The three indictments are for capital murder during a kidnapping, capital murder during a robbery and capital murder involving a victim in a vehicle. All these counts carry a possible death sentence (or life in prison) if Yazeed is found guilty.
Yazeed has been jailed in Lee County, AL since November, 2019. His arrest, in Pensacola, FL, came around two weeks after Blanchard had been reported missing. Blanchard, a student at Southern Union College, was last seen outside a convenience store in Homewood, AL after encountering Yazeed inside the store.
Authorities believe Yazeed kidnapped Blanchard in the parking lot of that store, using Blanchard’s vehicle. Authorities also believe that Yazeed killed Blanchard inside that vehicle. Her remains were later discovered in a wooded area in Macon County, AL.
Yazeed was arrested on suspicion of killing Blanchard while he was out on bail for a separate, and unconnected, attempted murder case.

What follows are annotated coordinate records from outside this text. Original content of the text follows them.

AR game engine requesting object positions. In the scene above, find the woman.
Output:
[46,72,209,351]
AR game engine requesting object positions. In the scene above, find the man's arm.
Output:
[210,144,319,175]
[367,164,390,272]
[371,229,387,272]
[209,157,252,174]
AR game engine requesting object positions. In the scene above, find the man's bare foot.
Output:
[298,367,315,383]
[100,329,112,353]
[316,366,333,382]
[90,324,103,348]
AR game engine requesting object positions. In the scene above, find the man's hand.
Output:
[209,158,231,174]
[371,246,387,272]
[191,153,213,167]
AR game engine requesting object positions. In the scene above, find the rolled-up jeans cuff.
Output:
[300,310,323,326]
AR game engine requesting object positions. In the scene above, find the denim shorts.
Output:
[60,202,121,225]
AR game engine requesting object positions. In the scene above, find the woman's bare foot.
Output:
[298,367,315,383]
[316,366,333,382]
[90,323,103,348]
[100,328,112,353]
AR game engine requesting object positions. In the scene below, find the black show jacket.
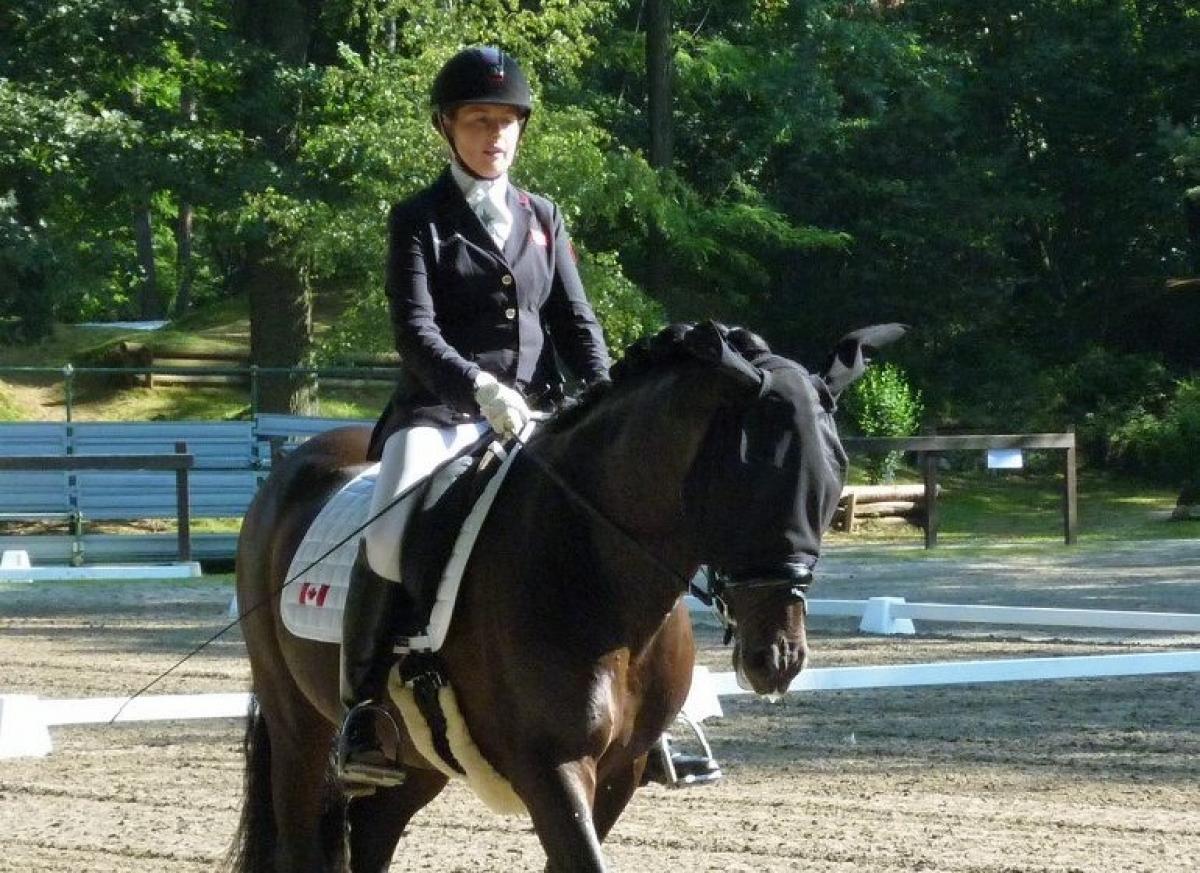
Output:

10 months before Blanchard went missing, Yazeed was charged over an incident that allegedly occurred inside a hotel room. In that room, authorities believe Yazeed beat a 77-year-old man almost to death and robbed him of a Rolex, rifle, handguns, wallet, bank card and clothing.
Yazeed was also charged with attempted murder in 2012 after he was accused of ramming a police vehicle with his car in Montgomery, AL. A grand jury declined to indict him on any charges stemming from that incident.
The death of Blanchard has lead to the passing of ‘Aniah’s Law’ on November 8, during the U.S. Midterm Elections. That legislation was spearheaded by Blanchard’s family. Prior to that law passing, judges could only withhold bail from individuals charged with capital murder. Now, judges are permitted to jail individuals indefinitely if they have been charged with first degree kidnapping, rape, sodomy, domestic violence, human trafficking, burglary, arson and robbery as well as aggravated child abuse, sexual torture and terrorism.
Opponent’s of Aniah’s Law have claimed that the law gives too much power to courts to hold people who are presumed innocent until proven guilty.
Jerome Dees of the Southern Povery Law Center said the law will lead to people “languishing in Alabama’s jails for years at a time” without ever being convicted.
Alabama already has one of the highest incarceration rates of any democracy on earth (according to Prison Policy). In 2021 the state had 938 per 100,000 people held in prisons, jails, immigration detention centres and juvenile justice facilities. This is around 300 more people that the US national average.